The Easiest Way To Help Your Child Find The Perfect College
Before your child can get into college, they’ll have to pick one. And let’s face it, given all the steps that you and your child need to go through to get them into their dream school, choosing that school is the most fun.
There are thousands of colleges and universities to choose from and just as many ways to go about picking the right one, but at Parent 2 Parent College Network we think the easiest way is usually the best way. If you follow these simple steps, we believe your child will have the college experience you (and they) have always dreamed about.
For starters, does your child have a subject that they want to major in? If the answer is yes, and there is a course of study that they’d like to pursue, then start by researching 20 or so schools that have a good reputation in that area of study. The reason that you want the schools with the best reputation is because when you graduate, people in that field of study are going to be familiar with your school and that’s going to be the best way to get job interviews and internships. The school doesn’t have to be well known by people outside your area of study, but everyone who works in the field that you want to work in should be familiar with the school by name. Online research is the fastest and probably the most up-to-date way to get your information. Just make sure you use multiple sources and see most of these 20 schools on your list.
If your child doesn’t have a major in mind, don’t stress – most students don’t. In this case, you’re going to want to find a school that has a lot of different majors to choose from. You’re also going to want to choose a school with some name recognition. When your child graduates, their resume is going to be pretty thin and the thing that is going to stick out most is the name of the college they attended. The bigger the name, the better chance your child will have with getting interviews and internships. Find 20 schools with big names and lots of majors to offer.

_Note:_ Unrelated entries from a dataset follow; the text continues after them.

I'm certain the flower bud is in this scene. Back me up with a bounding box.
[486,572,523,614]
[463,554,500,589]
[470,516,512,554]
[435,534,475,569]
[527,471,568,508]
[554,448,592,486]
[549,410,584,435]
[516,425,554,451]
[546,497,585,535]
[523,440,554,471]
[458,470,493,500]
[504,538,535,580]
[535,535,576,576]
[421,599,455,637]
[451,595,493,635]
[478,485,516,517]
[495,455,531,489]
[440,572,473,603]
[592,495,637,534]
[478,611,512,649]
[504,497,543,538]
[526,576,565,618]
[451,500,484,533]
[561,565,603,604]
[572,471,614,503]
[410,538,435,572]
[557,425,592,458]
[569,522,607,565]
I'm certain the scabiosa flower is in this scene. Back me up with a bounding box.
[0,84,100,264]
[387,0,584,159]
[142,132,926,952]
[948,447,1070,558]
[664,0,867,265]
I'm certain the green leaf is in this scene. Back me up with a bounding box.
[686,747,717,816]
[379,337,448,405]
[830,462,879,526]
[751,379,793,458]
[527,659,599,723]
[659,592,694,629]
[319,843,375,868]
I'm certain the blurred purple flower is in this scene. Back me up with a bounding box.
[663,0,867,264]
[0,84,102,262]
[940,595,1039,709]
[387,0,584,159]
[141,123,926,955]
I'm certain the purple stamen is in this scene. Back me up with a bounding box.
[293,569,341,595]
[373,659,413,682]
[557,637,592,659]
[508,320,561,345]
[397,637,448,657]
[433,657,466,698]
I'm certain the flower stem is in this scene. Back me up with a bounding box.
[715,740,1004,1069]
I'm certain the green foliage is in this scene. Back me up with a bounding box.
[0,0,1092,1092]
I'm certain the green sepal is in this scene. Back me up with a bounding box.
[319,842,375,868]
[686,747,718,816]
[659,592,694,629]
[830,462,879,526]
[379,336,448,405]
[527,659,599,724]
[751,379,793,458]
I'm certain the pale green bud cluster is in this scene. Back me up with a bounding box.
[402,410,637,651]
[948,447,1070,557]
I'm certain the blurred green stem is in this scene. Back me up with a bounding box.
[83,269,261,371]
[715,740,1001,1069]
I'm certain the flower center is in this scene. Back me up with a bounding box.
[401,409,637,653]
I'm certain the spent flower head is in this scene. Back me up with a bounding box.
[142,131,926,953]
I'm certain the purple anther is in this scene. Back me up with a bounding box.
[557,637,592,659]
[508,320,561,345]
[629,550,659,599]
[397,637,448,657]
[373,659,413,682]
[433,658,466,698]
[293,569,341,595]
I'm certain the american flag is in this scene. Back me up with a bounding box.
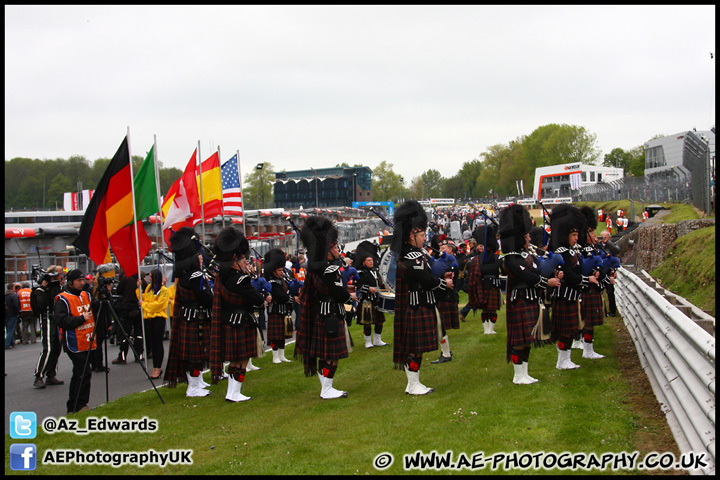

Once you have the names of 20 schools in your major, you’re going to have to narrow them down. Go to each one of their websites and have a look around. Keep in mind that college websites are really sales brochures – if you’re not buying what they’re selling, then chances are it’s not the place for you. Out of those 20 narrow it down to about 10 or 12.
Now, set up visits to as many as you can. You’re never going to know if a college is the right fit for your child if they never see it in person. Once you’re there on campus, turn it over to your child. They’re going to be spending four (or five) years there, not you. More about new casino on onlinecasinokiwi.com! Tell them to trust their gut…The gut always knows. If their gut is unsure, skip the tour and snoop around. Check out the dorms, that’s where your child will spend most of their time. Find out where people eat. A lot of college life is spent around the dining hall. Eat there and see if your child could see himself or herself eating there for the next four years. Check out the students, see if they look like they like being there.
If you can’t visit the school, do as much research as you can. Watch videos posted by students. Research the town that the school is in. Call the school a few times and ask random questions to see if the people who answer the phones are nice.
Hopefully you and your child will have found at least six schools that fit nicely and one or two that your child will start daydreaming about. If you have more, that’s great. If you have less, then dip down into the top 25 schools and see if you can add a couple to the list.
Notice how we didn’t get into the size of the campus or school colors or party school vs. non-party schools. The truth is, big schools can feel small and small schools can feel big. Every school has kids who like to party and kids who don’t. Unless there is a very specific reason as to why your child needs to be close to home, don’t make your decision based on location. Once school gets underway and your child falls into a routine, they won’t be coming home as often as you’d like anyway.